Make a Winning Business Case Toolkit
Learn how to make a winning business case for any GRC program, project or department. This is one of the core toolkits on our dedicated Project: Risk Leader website that addresses the human side of risk.
The Winning Business Case method details straightforward iterative steps to create and deliver a compelling business case for your risk-related projects.
Using this method helps other executives (the board, the executive management review committee, or peer executives across the enterprise) understand that your risk-related initiative supports and furthers core business objectives, and helps to change the misconception that risk initiatives are only “cost centers.”
As risk, compliance, audit, and IT security leaders, we’ve heard it before:
- “You’re not running a P&L.”
- “You don’t generate revenue for the company.”
- “Your function is a cost center.”
- “We want to meet regulatory requirements at minimum cost.”
- “Your program is simply not a priority that we want to invest in right now.”
- “Your terminology sounds like alphabet soup: FEC, SEC, BSA, OCC, AML, KYC, FRB, FINRA, CMP, FDIC, BASEL I, BASEL II.”
Give such baked-in perceptions — or more accurately, misperceptions — how do you get senior management to understand the value of your risk or governance program, project, or infrastructure?
More importantly, how do you get them to care enough to fund them?
Knowing “What” is necessary to do the right thing is only half of the job.
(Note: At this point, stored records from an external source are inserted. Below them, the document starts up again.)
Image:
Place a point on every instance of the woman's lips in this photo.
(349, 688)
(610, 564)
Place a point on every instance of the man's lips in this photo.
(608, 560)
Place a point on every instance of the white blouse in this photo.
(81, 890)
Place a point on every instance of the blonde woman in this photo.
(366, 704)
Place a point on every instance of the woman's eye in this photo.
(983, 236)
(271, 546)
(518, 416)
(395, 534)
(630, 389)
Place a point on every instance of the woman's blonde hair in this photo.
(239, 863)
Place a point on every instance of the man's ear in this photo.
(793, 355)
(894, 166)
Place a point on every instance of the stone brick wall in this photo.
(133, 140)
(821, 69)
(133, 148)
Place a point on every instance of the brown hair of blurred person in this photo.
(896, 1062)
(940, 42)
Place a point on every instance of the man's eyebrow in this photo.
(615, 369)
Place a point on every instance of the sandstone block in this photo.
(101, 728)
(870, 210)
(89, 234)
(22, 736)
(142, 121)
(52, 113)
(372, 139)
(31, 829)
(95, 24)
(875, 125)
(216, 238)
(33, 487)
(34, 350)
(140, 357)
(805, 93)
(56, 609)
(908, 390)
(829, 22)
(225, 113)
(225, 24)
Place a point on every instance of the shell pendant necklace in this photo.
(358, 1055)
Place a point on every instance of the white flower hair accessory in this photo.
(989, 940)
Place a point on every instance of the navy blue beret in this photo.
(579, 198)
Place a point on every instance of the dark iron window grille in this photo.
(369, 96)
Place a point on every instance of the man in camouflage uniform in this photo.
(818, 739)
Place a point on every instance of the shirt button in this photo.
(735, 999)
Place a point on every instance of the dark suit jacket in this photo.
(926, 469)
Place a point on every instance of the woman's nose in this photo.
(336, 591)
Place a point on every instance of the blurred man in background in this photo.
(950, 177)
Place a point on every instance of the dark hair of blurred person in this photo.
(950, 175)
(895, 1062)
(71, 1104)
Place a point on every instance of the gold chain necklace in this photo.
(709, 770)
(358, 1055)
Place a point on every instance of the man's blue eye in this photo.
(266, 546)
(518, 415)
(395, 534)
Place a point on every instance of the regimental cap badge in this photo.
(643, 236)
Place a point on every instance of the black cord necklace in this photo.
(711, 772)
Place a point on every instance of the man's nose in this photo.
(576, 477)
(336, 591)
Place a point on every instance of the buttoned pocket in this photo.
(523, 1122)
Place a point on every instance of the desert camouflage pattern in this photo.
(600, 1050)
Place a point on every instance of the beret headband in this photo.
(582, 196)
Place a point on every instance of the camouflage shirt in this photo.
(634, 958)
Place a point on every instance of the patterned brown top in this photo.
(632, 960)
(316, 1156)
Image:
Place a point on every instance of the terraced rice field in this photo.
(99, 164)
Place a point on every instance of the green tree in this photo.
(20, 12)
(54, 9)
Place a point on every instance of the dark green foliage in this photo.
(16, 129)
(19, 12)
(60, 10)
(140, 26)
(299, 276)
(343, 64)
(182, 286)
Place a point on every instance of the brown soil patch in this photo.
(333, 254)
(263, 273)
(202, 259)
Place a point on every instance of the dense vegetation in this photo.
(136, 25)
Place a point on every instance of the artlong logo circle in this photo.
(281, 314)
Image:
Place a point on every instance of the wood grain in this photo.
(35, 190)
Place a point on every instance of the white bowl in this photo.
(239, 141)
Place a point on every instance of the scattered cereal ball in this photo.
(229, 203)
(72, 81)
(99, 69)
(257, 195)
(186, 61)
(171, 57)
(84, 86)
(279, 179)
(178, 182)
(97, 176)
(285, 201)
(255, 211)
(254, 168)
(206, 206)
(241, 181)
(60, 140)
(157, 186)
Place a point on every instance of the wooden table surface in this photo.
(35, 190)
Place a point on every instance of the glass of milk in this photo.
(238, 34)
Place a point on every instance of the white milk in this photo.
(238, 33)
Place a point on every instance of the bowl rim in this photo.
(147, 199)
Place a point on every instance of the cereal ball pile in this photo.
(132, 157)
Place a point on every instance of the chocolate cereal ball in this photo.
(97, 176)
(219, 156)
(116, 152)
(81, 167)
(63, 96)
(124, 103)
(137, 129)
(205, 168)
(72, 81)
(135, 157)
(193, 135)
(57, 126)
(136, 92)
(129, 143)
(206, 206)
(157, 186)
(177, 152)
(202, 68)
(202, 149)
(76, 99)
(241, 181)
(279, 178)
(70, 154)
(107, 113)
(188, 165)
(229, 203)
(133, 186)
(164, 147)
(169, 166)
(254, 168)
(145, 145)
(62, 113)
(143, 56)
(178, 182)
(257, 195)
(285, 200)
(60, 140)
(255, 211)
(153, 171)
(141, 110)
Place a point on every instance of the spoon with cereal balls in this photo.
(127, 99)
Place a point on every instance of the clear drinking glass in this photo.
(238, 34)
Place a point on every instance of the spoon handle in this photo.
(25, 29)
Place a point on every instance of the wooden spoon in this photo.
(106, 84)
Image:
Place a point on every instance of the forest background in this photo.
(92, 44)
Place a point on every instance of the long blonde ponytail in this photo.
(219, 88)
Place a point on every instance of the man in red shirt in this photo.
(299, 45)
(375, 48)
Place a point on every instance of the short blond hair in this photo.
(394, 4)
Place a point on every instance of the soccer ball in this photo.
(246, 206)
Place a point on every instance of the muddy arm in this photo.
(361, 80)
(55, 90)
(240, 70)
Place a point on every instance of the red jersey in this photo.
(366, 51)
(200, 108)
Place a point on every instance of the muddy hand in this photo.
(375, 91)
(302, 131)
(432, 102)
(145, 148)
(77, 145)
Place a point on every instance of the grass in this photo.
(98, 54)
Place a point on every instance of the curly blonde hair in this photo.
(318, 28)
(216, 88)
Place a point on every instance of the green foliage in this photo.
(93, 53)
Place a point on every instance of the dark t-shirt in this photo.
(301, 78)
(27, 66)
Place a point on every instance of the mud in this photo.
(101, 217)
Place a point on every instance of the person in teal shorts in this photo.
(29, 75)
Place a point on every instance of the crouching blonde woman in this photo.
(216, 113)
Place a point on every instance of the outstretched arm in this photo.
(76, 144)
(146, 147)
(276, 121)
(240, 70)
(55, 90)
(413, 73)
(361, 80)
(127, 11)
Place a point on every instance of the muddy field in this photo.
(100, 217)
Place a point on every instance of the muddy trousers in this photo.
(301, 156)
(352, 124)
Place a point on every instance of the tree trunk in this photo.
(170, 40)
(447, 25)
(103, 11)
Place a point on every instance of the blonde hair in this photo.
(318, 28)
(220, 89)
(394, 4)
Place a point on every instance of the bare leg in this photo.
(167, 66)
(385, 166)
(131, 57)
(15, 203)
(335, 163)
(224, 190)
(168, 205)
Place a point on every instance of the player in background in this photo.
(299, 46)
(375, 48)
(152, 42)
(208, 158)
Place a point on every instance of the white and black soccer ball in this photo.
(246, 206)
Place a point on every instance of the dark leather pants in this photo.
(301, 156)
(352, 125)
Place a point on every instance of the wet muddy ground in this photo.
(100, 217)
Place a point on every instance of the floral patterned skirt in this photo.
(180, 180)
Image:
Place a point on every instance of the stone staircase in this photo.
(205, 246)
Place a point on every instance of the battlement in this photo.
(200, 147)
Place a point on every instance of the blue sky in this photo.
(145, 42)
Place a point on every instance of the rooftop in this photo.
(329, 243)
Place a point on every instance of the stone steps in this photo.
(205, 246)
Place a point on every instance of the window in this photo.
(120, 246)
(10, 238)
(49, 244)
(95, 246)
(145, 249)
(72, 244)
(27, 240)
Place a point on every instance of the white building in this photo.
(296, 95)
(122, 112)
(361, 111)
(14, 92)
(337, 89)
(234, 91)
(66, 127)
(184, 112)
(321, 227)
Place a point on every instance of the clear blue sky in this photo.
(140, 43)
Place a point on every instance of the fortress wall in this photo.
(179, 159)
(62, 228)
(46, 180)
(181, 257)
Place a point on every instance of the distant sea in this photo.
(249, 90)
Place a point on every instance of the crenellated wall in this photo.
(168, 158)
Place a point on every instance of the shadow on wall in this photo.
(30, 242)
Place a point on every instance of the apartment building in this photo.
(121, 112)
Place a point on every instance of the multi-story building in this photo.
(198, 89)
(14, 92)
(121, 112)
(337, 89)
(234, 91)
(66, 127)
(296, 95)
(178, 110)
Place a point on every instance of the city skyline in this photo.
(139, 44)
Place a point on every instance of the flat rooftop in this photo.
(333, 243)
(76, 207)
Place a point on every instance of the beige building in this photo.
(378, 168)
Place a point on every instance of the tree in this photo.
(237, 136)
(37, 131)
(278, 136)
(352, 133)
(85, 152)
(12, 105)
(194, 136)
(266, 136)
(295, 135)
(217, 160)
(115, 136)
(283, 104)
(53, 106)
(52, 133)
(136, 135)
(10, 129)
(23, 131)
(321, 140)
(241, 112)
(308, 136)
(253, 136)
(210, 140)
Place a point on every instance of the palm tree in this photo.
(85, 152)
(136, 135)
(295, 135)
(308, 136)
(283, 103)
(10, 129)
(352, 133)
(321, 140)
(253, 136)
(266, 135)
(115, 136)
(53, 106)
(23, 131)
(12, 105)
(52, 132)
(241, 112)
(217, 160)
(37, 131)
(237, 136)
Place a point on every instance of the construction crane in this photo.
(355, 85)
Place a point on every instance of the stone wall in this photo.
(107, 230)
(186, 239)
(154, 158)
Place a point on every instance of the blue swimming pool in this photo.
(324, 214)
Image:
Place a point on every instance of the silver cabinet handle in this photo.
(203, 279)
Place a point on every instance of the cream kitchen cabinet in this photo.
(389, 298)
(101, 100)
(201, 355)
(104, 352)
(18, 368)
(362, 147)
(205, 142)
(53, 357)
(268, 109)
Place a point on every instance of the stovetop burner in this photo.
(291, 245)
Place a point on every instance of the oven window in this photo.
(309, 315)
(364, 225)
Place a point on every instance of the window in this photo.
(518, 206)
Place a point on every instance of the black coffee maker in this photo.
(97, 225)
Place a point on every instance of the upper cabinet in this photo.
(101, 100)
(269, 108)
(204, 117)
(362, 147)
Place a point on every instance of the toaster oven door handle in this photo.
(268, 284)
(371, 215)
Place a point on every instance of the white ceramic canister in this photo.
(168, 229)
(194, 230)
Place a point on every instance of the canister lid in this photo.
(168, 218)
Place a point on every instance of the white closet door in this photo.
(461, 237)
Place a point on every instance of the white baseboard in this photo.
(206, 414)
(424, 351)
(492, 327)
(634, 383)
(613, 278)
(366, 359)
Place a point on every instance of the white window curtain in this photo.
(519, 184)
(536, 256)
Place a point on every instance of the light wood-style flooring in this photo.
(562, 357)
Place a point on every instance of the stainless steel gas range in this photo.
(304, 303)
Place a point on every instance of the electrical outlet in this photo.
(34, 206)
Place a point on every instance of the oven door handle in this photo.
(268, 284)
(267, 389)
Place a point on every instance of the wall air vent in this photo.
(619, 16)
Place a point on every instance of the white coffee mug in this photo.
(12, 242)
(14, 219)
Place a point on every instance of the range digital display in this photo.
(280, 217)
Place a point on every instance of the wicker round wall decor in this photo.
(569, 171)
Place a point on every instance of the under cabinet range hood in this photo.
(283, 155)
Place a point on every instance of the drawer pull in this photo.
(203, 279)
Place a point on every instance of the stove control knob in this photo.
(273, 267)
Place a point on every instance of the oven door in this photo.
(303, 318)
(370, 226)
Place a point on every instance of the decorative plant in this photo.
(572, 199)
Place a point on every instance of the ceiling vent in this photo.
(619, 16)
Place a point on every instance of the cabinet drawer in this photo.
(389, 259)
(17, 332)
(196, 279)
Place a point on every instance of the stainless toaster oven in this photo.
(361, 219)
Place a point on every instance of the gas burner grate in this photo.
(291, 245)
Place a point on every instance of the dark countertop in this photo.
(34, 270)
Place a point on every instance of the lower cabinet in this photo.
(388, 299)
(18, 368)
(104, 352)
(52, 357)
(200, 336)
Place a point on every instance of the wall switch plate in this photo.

The other half involves communicating the “Why & How”
- Why are risk, compliance, audit, and IT security initiatives critical to the company’s brand perception and overall success?
- Why should senior decision makers view your work as an integral, value-add component of their business strategy?
- Why should they should listen to you and invest purposefully in your budget – now and in the future?
- How will we get all of this done?
Building a compelling business case to overcome these challenges and express the importance of risk-related work may seem daunting. But if your program is worth implementing, your position is worth voicing.